The Consumer Reports Index for August showed a weakening of overall consumer sentiment compared to the previous month, and in fact, it has to go all the way back to December 2009 to find a lower score. Meanwhile, the Consumer Reports Trouble Tracker made a troubling 10 point leap over July.
The CRI now stands at 43.4, which is the percentage of respondents who think they are better off now than they were a year ago. That’s down from 48.5 in July.
The Trouble Tracker, which measures difficulty handling health, mortgage and other financial obligations, rose all the way from 50.6 in July to 60.6 in August.

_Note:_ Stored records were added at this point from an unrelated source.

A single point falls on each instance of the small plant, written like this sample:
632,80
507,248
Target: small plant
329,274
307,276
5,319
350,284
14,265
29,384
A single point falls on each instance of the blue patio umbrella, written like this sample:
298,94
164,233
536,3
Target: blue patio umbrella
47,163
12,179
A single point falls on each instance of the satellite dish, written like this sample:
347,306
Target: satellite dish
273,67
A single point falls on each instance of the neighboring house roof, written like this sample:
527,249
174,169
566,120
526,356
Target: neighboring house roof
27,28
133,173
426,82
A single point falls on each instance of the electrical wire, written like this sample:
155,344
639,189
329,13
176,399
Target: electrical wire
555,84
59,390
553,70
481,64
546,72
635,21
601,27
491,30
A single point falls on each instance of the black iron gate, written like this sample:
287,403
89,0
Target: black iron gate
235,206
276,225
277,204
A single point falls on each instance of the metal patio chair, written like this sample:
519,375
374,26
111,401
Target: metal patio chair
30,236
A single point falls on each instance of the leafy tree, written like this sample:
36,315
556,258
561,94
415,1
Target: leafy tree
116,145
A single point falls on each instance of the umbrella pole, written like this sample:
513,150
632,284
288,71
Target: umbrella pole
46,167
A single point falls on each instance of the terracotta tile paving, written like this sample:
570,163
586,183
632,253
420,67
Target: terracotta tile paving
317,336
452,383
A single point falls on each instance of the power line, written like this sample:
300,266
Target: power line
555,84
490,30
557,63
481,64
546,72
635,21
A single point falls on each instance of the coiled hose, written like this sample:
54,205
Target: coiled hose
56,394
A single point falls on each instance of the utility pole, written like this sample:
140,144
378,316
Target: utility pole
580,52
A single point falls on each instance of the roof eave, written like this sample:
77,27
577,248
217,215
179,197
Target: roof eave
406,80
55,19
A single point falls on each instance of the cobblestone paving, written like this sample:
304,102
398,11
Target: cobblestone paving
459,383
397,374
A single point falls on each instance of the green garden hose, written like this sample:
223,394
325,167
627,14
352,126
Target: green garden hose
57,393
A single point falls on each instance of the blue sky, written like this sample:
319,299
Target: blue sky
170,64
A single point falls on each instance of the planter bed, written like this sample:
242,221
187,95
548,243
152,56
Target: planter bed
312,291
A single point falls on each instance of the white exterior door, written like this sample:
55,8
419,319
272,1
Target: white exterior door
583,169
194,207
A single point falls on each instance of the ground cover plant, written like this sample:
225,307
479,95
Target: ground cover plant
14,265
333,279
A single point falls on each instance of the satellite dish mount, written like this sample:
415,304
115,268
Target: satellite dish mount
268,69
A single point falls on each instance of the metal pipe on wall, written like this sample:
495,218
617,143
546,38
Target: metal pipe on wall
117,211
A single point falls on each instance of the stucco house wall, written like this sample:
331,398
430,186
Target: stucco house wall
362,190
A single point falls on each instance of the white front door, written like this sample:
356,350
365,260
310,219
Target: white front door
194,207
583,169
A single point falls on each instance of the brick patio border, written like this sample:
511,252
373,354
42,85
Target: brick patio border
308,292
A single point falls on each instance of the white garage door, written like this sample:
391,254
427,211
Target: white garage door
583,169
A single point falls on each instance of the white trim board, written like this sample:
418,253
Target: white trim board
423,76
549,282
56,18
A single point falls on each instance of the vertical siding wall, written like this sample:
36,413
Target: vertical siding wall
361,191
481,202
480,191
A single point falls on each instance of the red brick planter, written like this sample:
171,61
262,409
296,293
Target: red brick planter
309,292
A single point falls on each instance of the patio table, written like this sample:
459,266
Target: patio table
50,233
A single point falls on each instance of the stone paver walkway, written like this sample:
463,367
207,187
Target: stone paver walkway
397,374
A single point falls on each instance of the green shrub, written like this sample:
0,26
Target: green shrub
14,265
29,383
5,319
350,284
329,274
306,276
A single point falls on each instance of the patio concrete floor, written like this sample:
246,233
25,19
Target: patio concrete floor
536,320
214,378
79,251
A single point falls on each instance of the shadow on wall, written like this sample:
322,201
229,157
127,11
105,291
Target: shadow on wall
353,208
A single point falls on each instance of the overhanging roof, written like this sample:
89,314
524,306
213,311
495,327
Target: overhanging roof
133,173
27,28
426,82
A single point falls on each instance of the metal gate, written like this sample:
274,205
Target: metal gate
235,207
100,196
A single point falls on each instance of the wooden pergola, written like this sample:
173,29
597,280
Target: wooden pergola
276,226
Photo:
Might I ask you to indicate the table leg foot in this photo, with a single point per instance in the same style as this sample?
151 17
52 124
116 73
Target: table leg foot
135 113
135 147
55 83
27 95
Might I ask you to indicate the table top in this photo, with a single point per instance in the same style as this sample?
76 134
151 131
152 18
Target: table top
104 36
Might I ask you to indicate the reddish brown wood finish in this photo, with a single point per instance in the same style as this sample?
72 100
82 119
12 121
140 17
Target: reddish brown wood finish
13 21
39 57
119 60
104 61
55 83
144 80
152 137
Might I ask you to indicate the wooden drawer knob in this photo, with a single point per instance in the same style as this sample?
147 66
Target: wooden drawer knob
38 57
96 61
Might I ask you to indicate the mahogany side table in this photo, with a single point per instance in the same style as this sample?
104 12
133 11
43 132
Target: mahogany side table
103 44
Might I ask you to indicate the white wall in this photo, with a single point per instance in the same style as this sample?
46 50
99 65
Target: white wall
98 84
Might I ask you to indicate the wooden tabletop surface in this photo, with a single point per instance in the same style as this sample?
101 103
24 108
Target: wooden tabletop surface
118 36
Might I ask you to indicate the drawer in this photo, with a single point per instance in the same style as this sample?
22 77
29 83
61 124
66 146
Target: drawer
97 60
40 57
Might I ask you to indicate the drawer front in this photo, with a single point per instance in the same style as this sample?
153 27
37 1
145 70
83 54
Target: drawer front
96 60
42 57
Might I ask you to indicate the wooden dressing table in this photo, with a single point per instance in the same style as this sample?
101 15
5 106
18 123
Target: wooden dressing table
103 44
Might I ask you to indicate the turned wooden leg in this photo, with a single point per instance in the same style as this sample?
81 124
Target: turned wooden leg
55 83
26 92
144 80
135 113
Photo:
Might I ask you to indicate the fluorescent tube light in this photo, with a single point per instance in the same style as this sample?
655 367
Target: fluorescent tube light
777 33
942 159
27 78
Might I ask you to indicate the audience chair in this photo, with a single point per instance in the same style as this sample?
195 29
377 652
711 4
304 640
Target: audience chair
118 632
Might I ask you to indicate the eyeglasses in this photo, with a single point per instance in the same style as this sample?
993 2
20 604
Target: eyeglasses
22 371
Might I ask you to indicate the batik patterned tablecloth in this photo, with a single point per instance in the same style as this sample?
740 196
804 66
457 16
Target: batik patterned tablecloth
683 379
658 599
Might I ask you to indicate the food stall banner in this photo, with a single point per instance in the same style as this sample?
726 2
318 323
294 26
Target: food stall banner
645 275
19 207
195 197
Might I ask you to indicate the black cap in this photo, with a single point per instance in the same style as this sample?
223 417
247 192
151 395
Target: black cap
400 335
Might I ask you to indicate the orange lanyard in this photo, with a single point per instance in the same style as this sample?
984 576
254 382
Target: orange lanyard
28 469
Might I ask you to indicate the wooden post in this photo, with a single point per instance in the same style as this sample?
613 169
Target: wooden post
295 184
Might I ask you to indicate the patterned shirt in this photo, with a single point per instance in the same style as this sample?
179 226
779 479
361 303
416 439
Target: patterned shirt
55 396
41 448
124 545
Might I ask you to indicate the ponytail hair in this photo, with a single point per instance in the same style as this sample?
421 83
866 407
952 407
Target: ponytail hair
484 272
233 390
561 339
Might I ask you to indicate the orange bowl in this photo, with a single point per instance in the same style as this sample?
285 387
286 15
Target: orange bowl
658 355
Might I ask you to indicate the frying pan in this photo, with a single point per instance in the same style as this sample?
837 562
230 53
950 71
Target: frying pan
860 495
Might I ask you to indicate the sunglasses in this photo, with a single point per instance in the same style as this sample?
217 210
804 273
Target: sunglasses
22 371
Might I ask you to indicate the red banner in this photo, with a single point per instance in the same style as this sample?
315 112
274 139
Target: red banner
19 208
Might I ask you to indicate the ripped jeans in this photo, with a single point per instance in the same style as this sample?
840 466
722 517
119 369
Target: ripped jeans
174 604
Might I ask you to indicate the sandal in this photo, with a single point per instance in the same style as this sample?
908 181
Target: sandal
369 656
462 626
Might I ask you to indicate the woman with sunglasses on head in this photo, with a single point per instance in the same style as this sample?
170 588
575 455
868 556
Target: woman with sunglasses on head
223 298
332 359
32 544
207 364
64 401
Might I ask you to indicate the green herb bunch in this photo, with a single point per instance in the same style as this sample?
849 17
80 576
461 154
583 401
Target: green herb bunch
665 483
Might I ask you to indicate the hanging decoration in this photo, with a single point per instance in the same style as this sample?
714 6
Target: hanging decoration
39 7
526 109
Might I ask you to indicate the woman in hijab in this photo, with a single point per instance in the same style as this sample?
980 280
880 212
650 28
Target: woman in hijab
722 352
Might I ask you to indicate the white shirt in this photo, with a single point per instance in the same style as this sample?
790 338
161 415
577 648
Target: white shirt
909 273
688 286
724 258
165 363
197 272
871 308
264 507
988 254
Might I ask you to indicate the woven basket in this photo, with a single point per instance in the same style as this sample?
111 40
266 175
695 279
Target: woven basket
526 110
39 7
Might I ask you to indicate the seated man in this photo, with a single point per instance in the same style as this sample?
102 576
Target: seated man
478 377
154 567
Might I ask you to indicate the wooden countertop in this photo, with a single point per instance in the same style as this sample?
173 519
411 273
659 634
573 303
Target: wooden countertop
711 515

“The debt ceiling debate in Washington focused the consumer’s attention fully on the dire state of the economy, leaving many in a dispirited mood,” said Ed Farrell, director of the Consumer Reports National Research Center. “Americans are facing real financial difficulties due to weak employment, which is a key impediment to an economic recovery. This is reflected in nearly every measure of the consumer’s experience.”
Farrell added, “The Consumer Reports Index shows no clear signs pointing to an economic recovery any time soon. Too many households are feeling financial pain and more jobs were lost than created. Unfortunately, the burden of this bad economy has fallen on the households that earn less than $50,000 a year. They’re the ones having trouble finding new jobs, paying bills and affording health care.”
The most optimistic groups include the 18-34 demographic, which posted a CRI of 54.4; and households with #$100K plus in annual income, which posted a CRI of 53.3.
Consumer Reports said there was one small bright spot in the August report, and it was an increase in retail activity. The index representing the percentage of consumers who made purchases in certain categories rose modestly from 10.2 to 12.0, mainly on the strength of acquisitions in the small appliance, major home electronics and personal electronics categories.
There was a small negative change in the Employment Index – it fell from 50.8 to 49.0. This means that slightly more people reported gaining jobs in July than losing them, and slightly more reported losing jobs than gaining them in August.